Many people have often had difficulty understanding what Jesus meant in the following passage:
“Then He said to them, “But now, he who has a money bag, let him take it, and likewise a knapsack; and he who has no sword, let him sell his garment and buy one” (Luke 22:36).
Jesus was speaking figuratively, as is seen in the context of the passage and the story. This begins in Luke 22 as the story of the last supper in the upper room. Jesus was speaking with His disciples one last time together to prepare them for the fact that He was about to be crucified. Jesus makes a special warning to Peter in verses 31-34, that Satan wants to “sift him out” and admonishes him to pray. Peter boldly states that he is willing to go any length for his Master, but Jesus tells him that he will deny Him. Jesus then goes on to say something figurative to teach a spiritual lesson, as He had often done before:
“And He said unto them, When I sent you without purse, and scrip, and shoes, lacked ye any thing? And they said, Nothing. Then said he unto them, But now, he that hath a purse, let him take it, and likewise his scrip: and he that hath no sword, let him sell his garment, and buy one. For I say unto you, that this that is written must yet be accomplished in me, And he was reckoned among the transgressors: for the things concerning me have an end. And they said, Lord, behold, here are two swords. And he said unto them, It is enough” (Luke 22:35-38).

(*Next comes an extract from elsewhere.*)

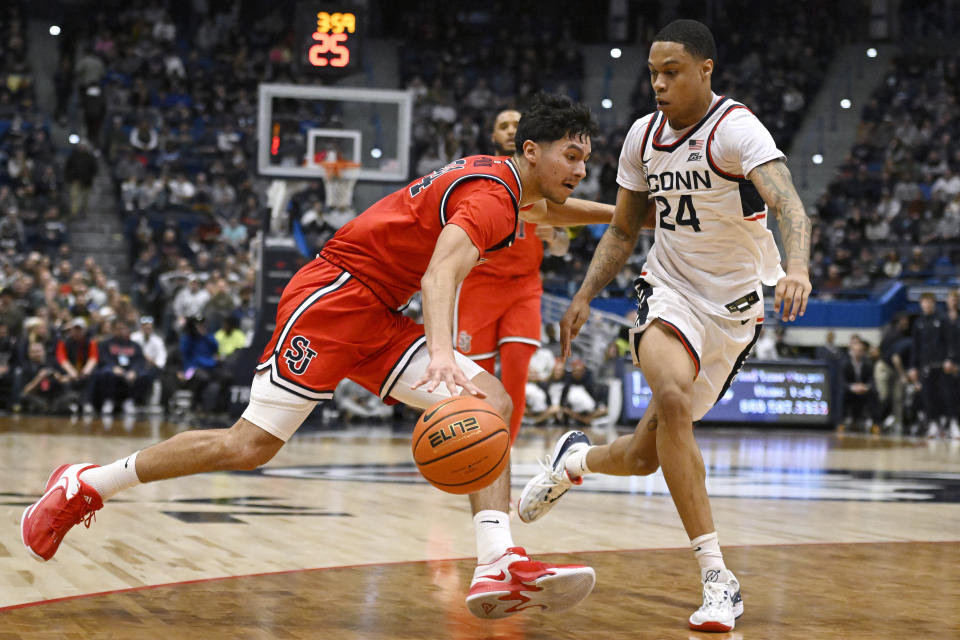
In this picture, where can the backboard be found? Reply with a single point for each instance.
(300, 127)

Jesus is comparing the times they are in. Prior, they were to go out in faith trusting God to provide and clothe them. Jesus is saying that now, they are about to enter a battle and need to get weapons to face the trial of faith that is before them. As it says in Ephesians 6: 12-13,17-18:
“For we wrestle not against flesh and blood, but against principalities, against powers, against the rulers of the darkness of this world, against spiritual wickedness in high places. Wherefore take unto you the whole armour of God, that ye may be able to withstand in the evil day, and having done all, to stand… And take the helmet of salvation, and the sword of the Spirit, which is the word of God: Praying always with all prayer and supplication in the Spirit, and watching thereunto with all perseverance and supplication for all saints.”

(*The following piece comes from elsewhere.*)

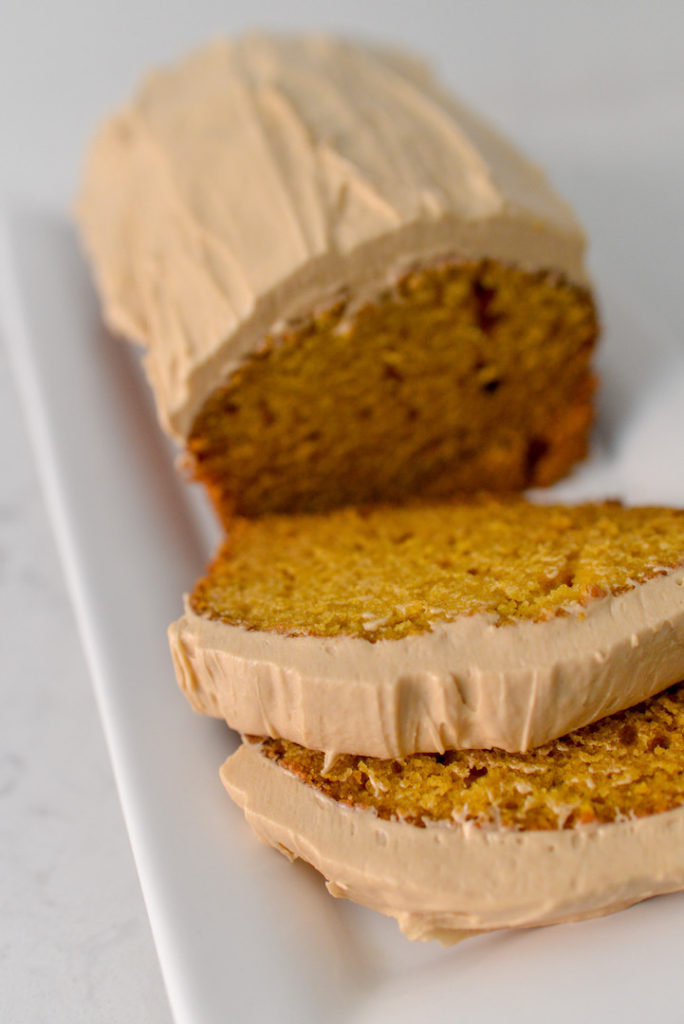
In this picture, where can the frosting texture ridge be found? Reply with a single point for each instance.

Sadly, His disciples did not understand what Jesus meant and looked to literal swords. To this Jesus simply says to them, “It is enough” (Luke 22:38). Jesus, like so many other times, is speaking of something symbolic while His disciples don’t understand and take His words literally (John 11:13, John 4:31-34). Jesus longed for His disciples to fight with Him in the spiritual warfare that was about to take place before His crucifixion. He wanted them to partake in the battle through the power of prayer as He bid His disciples repeatedly, “Pray that ye enter not into temptation.” (Luke 22:40, 46). Yet while Jesus prayed to point of sweating great drops of blood, His disciples were found sleeping (Luke 22:44-45).
Jesus’ admonition to get swords is symbolic of the spiritual battle that they faced. He demonstrated what we are to do in preparation of a spiritual battle and have spiritual swords, which is to give ourselves to prayer and recalling of Scripture. Jesus prayed earnestly. He also quoted scripture, in Luke 22:37, He states, “For I say unto you, that this that is written must yet be accomplished in me, And he was reckoned among the transgressors.” This is taken from Isaiah 53:12, which is part of a chapter telling of the manner of the death of the Messiah.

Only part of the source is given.